Attorneys for both Nashiri and five other suspects -- accused of involvement in the September 11 attacks and held captive and tortured for decades without trial or legal representation -- have struggled for over 10 years now in the Guantanamo military court to exclude evidence against them that was coerced through torture.
The six were captured separately after the 2001 attacks and shuttled through CIA-run "black sites" in numerous US-allied countries across the globe, such as Thailand and Poland, where they were subjected to intense torture techniques, including waterboarding, physical beatings and sleep deprivation.
Following the arrival of the captives at the Guantanamo military prison, some of them, including Nashiri were again subjected to intense interrogation and torture by FBI agents in early 2007 and other instances.

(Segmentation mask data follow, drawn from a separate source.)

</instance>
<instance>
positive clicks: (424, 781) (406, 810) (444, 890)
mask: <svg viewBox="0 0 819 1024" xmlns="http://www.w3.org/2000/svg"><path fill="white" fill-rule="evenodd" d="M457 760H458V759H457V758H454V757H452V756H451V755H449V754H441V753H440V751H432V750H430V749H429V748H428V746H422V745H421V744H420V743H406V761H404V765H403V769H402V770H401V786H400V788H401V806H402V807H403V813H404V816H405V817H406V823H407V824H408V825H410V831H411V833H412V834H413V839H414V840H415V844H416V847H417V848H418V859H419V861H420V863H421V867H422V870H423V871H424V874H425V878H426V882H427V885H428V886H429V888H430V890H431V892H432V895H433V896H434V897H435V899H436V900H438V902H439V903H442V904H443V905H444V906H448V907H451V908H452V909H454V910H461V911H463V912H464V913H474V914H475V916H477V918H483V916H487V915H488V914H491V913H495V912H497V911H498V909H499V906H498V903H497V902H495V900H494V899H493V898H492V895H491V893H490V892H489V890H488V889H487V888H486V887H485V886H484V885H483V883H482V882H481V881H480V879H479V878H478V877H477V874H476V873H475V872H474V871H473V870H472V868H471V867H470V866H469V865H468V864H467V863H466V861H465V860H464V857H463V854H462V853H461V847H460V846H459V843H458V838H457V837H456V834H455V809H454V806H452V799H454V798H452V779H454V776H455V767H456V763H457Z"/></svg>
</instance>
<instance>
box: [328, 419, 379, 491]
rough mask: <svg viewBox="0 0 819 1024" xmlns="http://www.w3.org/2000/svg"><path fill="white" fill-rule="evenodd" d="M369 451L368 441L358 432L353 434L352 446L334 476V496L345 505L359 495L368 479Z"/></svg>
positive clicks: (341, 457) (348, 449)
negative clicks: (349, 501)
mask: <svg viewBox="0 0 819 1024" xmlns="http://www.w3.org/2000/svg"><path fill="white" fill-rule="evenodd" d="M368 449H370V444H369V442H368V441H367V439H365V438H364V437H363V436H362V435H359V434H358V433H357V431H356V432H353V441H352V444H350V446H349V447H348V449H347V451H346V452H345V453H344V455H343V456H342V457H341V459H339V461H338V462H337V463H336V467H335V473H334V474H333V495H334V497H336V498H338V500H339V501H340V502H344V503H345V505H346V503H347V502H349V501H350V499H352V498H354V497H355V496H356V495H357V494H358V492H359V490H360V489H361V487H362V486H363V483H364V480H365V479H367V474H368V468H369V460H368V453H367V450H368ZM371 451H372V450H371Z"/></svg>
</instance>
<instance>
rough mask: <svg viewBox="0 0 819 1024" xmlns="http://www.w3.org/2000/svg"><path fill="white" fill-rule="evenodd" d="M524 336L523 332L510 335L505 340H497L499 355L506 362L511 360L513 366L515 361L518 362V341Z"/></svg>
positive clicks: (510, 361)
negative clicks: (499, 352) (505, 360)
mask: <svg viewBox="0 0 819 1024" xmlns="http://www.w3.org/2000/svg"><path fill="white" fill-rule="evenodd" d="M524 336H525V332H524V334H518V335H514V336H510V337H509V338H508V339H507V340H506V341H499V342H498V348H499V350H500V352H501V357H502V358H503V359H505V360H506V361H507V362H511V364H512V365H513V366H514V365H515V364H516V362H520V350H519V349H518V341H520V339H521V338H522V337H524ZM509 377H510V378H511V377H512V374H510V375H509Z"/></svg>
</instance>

The judge’s decision comes as obtaining confession from prisoners through torture remains a major violation of international law.
The US military has accused Nashiri of being an al-Qaeda recruiter that plotted various attacks on American interests in the Arabian Peninsula.
US forces captured Nashiri in 2002 and transferred him to the Guantanamo prison in 2006 after he remained for four years in the custody of CIA interrogators and repeatedly tortured.
In September 2011, he was charged by a US military commission on nine counts related to his alleged involvement in planning al-Qaeda attacks.
His military trial showcased by the very entity that captured and tortured him has repeatedly faced delays, due to insistence by his assigned military lawyers that he suffered repeated torture while under detention of the CIA spy agency collaborating with US military forces occupying Afghanistan and Iraq.